La nouvelle réglementation sur la décarbonation du secteur aéronautique votée le 13 septembre 2023 par les parlementaires européens ouvre la voie à l’utilisation de biomasse agricole pour la production de carburant durable, à condition que celle-ci ne concurrence pas la production alimentaire.

Dans ce contexte, la cameline en interculture apparaît comme la candidate (presque) idéale, selon Avril. « On sait déjà qu’elle est adaptée à la production de carburant de l’aviation. Les organismes stockeurs se montrent partants et nous, industriels, avons des capacités pour s’adapter à cette graine », explique Jean-Philippe Puig, directeur général du groupe Avril. Reste donc à structurer une filière, mais surtout à assurer la production de graines.

Le texte, qui doit maintenant être adopté par le Conseil européen, a des chances de voir le jour d’ici à la fin de l’année 2023, estime Kristell Guizouarn, directrice des affaires réglementaires d’Avril.

Objectif : 250 000 ha en 2030

Aujourd’hui, la production française (et européenne) en est aux balbutiements. Fabrice Moulard fait partie des rares agriculteurs à s’y être essayé dans l’Eure, et espère récolter le début d'octobre 1 à 1,5 t/ha sur certaines parcelles. Pas encore suffisant pour lancer des essais à grande échelle. Mais pour remplir ses objectifs de production à moyen et long terme, Avril projette de transformer les graines de quelque 250 000 ha en 2030.
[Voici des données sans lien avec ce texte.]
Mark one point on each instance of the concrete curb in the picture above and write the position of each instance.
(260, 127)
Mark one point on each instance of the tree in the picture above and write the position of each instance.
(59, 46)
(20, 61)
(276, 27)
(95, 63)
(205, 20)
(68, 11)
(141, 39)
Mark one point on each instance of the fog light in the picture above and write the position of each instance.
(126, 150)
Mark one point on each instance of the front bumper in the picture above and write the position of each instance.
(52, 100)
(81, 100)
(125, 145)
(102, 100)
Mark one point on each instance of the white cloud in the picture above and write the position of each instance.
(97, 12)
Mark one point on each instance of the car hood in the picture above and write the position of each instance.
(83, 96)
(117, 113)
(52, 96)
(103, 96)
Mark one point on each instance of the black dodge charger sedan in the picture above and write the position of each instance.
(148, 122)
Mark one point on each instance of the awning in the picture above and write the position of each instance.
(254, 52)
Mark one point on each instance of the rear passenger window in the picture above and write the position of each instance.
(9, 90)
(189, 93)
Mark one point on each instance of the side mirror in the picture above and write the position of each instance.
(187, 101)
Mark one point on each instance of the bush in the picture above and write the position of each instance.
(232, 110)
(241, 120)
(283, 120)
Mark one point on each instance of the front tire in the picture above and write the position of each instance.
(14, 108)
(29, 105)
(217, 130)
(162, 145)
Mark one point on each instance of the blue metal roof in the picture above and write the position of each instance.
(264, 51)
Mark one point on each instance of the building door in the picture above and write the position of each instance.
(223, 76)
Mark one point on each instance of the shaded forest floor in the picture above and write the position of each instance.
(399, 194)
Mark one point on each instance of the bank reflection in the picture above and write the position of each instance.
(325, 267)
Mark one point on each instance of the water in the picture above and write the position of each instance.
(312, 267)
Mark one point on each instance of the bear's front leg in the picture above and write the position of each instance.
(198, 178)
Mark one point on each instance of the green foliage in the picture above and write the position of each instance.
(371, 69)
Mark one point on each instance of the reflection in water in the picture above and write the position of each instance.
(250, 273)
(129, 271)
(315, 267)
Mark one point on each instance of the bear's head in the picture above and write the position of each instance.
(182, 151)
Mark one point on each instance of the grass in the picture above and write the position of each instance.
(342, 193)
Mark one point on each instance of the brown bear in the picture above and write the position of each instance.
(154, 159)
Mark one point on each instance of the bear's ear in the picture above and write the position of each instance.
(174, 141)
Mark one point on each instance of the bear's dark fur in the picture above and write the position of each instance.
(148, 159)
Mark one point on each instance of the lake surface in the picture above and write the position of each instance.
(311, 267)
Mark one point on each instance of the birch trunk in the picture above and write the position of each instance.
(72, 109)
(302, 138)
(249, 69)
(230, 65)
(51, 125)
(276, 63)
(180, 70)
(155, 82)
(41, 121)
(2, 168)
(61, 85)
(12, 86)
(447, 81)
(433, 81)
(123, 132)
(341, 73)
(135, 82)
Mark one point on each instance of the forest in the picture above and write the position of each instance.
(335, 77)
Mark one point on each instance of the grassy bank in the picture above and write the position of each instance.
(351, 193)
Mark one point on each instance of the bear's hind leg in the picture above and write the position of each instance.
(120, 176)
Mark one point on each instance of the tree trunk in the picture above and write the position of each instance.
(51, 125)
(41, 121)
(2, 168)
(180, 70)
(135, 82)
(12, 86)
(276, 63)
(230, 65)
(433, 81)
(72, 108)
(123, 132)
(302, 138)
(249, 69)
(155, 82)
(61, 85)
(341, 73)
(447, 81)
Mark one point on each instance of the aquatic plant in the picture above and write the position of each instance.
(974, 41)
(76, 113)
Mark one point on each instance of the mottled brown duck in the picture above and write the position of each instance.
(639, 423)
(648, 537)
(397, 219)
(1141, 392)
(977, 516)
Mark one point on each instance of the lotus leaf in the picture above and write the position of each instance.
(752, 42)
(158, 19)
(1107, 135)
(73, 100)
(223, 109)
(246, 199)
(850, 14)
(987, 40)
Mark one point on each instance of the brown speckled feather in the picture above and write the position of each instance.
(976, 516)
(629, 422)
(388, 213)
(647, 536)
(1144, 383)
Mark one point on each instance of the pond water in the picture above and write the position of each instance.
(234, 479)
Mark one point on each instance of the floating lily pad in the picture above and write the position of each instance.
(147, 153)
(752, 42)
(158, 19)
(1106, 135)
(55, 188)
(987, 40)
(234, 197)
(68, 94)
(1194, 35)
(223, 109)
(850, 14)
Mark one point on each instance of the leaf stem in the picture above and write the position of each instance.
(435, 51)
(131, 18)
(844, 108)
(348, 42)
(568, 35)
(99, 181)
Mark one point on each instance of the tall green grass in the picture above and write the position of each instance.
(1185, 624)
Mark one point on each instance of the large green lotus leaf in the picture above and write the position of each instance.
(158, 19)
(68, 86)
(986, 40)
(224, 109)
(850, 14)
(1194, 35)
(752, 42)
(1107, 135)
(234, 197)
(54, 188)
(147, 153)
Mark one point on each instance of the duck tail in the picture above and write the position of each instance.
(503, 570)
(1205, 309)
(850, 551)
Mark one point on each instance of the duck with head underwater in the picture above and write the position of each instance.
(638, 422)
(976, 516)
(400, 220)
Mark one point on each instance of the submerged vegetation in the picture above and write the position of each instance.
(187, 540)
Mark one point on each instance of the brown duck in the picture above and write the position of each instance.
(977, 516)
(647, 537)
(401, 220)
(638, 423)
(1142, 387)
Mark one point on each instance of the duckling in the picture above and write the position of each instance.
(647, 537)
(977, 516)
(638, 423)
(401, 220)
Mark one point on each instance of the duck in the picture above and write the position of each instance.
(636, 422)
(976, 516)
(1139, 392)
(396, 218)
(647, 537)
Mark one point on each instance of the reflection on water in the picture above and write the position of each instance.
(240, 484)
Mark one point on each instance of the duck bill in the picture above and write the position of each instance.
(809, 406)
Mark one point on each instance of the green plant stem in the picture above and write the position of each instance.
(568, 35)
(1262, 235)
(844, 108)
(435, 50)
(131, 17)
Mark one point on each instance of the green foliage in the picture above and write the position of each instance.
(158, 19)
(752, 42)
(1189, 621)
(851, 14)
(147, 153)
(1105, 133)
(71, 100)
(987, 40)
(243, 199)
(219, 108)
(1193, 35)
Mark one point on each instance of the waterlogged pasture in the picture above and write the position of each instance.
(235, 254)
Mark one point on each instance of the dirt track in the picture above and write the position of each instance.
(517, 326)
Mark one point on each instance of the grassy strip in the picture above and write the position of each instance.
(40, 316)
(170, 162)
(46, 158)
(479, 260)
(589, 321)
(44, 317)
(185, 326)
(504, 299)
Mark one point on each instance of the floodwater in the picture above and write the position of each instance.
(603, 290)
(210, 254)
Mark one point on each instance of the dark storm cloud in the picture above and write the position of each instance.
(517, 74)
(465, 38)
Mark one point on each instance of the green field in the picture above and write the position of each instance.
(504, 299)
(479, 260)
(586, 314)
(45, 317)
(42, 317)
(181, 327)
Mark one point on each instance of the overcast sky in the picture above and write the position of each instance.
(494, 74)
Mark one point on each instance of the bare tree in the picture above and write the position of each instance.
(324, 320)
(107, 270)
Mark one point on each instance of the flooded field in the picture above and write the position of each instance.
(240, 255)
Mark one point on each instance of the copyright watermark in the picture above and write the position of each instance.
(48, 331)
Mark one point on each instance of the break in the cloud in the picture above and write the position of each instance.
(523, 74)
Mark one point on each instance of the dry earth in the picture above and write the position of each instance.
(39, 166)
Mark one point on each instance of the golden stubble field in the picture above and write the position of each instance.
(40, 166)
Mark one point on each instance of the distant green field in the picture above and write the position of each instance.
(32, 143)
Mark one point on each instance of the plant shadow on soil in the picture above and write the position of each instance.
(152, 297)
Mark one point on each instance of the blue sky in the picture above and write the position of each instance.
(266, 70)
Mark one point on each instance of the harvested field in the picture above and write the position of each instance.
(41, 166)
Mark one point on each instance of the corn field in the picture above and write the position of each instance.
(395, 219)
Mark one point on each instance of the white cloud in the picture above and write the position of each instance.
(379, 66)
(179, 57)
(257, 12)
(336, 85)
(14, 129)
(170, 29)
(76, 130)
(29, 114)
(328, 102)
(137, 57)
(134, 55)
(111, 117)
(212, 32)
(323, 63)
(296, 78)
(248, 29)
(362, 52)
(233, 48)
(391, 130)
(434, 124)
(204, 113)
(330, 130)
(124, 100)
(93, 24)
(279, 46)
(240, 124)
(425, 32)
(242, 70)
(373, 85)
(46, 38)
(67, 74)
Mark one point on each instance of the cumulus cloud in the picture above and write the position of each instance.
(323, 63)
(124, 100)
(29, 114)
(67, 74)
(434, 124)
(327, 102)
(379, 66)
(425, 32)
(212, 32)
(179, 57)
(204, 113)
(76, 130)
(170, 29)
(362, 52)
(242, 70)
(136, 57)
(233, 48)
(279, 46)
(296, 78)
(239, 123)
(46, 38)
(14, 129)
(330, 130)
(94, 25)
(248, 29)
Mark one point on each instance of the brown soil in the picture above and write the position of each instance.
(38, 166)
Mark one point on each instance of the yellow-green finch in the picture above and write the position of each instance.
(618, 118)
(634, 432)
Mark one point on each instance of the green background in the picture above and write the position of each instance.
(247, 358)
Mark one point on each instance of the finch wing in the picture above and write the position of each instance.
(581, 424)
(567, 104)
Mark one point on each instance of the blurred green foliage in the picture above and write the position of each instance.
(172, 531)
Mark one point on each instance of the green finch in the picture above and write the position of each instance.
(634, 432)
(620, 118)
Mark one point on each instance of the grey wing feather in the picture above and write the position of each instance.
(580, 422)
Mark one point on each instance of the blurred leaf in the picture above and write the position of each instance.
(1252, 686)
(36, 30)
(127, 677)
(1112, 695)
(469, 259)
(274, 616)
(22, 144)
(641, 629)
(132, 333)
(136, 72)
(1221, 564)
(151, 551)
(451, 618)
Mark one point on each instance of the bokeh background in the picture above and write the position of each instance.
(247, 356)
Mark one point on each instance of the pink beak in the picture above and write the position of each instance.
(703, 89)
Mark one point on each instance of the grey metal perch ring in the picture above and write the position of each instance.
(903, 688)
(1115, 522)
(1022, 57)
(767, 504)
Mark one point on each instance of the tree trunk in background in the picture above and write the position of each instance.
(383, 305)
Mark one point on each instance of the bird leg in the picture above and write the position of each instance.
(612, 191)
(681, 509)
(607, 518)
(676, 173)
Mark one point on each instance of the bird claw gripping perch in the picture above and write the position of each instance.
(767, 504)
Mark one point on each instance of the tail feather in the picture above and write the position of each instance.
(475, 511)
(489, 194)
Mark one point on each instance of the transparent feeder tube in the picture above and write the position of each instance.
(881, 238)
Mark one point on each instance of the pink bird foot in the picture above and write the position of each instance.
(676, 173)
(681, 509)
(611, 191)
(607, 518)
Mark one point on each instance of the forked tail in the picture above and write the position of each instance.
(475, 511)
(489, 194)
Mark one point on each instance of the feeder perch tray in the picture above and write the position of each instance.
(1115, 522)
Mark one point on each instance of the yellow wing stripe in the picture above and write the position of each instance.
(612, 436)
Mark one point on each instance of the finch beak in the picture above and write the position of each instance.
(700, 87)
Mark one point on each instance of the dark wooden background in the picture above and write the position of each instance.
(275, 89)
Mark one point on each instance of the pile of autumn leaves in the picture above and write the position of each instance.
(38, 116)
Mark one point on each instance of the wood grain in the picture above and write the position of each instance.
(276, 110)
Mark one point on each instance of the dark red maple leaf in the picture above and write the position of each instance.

Quid du prix payé à l’agriculteur ? À ce jour, pas de montant évoqué. Mais celui-ci devra être suffisant pour couvrir d’éventuelles années sans récolte et maintenir l’engagement des producteurs. La recherche variétale aura quant à elle un rôle important, que les semenciers devraient pouvoir assurer maintenant que la nouvelle réglementation leur ouvre avec certitude un marché européen, estime Jean-Philippe Puig.

« On sent que certains pétroliers européens se penchent sur le sujet pour assurer leur approvisionnement en matières premières. Je pense que tout va s’accélérer dans les mois et années qui viennent. Cela va notamment aider à soutenir la recherche », analyse le directeur. Quant à la répercussion sur le prix des billets, elle devrait être absorbable par le consommateur final.

Pois prometteur

Fabrice Moulard a implanté, au 1er juillet 2023, 7 ha de cameline conduites en sec, derrière une orge ou un pois. À première vue, les résidus d’orge ont fortement pénalisé la culture. « Peut-être est-ce dû aux conditions de l’année avec de grandes quantités de paille », suggère-t-il. Derrière le pois en revanche, les résultats sont prometteurs. « Il y a eu très peu de résidus, la levée a été rapide et l’azote du pois a probablement aidé un peu au développement », poursuit-il. À noter qu’aucune intervention n’a été réalisée pendant le cycle.